After a year of extraordinary circumstances and challenges, city leaders are faced with a new question—how can they retain and build on the community partnerships and engagement initiatives borne out of necessity? To help answer that, we spoke with a few people working on the front lines of civic engagement: Karthick Ramakrishnan, Professor of Public Policy at the University of California, Riverside; Karen Kixmiller of the Department of Budget and Evaluation for the City of Greensboro, NC; Jeremy Kazanjian-Amory, Senior Manager of Engagement and Outreach for the Department of Youth Engagement & Employment in Boston, MA; and Fawaz Mass, Capital Project Manager for the City of Boston.

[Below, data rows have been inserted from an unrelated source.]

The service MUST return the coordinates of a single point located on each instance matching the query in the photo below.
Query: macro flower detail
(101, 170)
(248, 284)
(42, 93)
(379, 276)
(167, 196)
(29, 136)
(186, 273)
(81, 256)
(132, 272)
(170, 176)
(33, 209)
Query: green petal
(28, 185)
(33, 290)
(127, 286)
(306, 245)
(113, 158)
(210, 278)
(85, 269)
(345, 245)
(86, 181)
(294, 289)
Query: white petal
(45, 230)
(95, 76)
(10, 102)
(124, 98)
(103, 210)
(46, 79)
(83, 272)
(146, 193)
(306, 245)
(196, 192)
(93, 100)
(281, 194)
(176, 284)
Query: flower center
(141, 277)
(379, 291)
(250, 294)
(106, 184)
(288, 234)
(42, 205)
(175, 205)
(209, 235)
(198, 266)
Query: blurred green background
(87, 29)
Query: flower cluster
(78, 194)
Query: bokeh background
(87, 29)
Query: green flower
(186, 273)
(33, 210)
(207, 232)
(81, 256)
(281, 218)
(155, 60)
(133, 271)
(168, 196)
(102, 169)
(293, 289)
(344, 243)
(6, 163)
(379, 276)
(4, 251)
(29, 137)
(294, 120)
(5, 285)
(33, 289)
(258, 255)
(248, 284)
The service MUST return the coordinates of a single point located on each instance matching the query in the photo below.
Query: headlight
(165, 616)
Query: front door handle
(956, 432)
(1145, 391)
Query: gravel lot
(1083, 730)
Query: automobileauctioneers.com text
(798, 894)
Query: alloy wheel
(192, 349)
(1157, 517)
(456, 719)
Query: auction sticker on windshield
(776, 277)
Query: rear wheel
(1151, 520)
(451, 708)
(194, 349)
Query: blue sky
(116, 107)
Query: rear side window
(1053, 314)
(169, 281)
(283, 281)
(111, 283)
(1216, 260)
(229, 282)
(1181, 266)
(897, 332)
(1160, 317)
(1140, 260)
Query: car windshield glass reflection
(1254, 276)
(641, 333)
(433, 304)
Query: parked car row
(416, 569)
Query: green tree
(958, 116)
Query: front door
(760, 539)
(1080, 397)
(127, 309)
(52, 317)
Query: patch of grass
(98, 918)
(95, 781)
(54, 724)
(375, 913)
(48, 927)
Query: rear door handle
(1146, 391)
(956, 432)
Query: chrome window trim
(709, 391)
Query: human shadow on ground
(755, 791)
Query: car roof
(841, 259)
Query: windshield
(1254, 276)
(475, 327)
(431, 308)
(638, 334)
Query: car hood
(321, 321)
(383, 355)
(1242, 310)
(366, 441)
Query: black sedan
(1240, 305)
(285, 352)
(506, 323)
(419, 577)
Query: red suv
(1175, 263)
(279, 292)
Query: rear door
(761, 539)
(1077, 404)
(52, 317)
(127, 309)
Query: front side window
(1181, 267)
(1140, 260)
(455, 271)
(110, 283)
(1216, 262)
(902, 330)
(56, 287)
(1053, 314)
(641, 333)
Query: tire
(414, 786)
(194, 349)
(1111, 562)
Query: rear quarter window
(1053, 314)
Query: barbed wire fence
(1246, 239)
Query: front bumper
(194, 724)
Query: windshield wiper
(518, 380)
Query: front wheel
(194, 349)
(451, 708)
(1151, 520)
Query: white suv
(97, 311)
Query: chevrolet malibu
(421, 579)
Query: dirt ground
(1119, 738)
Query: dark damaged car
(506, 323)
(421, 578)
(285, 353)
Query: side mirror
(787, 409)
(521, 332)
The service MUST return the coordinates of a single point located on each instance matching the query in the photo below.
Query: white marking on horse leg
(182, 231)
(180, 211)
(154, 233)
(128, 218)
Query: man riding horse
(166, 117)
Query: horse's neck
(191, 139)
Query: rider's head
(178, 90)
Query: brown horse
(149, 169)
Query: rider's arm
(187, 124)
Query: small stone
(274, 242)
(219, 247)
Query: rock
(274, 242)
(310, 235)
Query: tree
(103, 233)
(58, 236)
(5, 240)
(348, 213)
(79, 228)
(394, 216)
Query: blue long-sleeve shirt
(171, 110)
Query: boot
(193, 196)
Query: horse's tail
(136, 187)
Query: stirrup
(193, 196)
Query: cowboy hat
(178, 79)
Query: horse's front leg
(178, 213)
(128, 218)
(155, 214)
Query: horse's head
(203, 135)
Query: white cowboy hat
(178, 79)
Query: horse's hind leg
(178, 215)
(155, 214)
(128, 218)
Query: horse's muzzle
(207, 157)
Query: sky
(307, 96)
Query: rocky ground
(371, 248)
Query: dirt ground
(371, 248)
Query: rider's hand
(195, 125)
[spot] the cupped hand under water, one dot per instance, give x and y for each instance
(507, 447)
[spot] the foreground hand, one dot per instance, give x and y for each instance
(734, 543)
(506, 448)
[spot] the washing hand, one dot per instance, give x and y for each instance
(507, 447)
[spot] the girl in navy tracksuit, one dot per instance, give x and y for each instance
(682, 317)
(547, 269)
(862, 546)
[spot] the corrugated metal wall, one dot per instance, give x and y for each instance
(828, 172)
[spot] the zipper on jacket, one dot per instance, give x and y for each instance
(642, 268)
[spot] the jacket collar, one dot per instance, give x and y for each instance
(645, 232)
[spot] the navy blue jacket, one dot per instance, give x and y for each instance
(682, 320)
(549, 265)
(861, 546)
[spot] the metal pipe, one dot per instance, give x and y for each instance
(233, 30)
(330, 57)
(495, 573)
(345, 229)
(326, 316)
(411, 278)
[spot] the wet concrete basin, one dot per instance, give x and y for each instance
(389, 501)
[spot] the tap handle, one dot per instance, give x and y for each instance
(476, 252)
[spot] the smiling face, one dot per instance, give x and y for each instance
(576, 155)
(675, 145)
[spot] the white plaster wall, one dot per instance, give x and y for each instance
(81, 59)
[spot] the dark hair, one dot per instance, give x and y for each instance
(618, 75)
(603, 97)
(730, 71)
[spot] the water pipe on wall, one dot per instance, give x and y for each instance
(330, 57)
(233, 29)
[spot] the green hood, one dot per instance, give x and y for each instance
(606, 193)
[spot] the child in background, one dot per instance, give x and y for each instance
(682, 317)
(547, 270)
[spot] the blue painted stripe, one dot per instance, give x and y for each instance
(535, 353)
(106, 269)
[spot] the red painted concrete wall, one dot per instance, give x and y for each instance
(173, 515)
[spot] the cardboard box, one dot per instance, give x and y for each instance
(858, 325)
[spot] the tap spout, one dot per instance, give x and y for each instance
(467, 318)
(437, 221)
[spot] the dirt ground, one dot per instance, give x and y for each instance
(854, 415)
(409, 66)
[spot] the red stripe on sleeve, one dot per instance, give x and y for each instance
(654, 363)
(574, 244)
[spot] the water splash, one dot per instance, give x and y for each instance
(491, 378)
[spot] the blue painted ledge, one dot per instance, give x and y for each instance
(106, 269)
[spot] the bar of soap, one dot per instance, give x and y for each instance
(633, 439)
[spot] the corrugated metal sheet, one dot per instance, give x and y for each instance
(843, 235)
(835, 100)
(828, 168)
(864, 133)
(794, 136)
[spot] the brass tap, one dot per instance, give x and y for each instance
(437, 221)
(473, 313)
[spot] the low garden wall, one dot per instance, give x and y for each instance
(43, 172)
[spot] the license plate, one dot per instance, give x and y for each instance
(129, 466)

Here are a few key takeaways from our discussion:
- To ensure ongoing civic engagement, a fair redistricting process, and a successful 2030 census, stakeholders have to ensure that we don’t fall into the habit of a 10-year boom and bust cycle of engagement, in part by continuing to engage with the groups who formally or informally assisted in the census process.
- Civic engagement is most successful when cities meet their residents where they are—including having door-knockers work in their own neighborhoods, accounting for digital divides, and working closely with trusted community groups.
- Creating long-term, productive relationships with young people in the community requires trust that goes both ways. Young people are drawn to civic engagement when they are able to take meaningful action and have their ideas and experiences legitimized by their local government.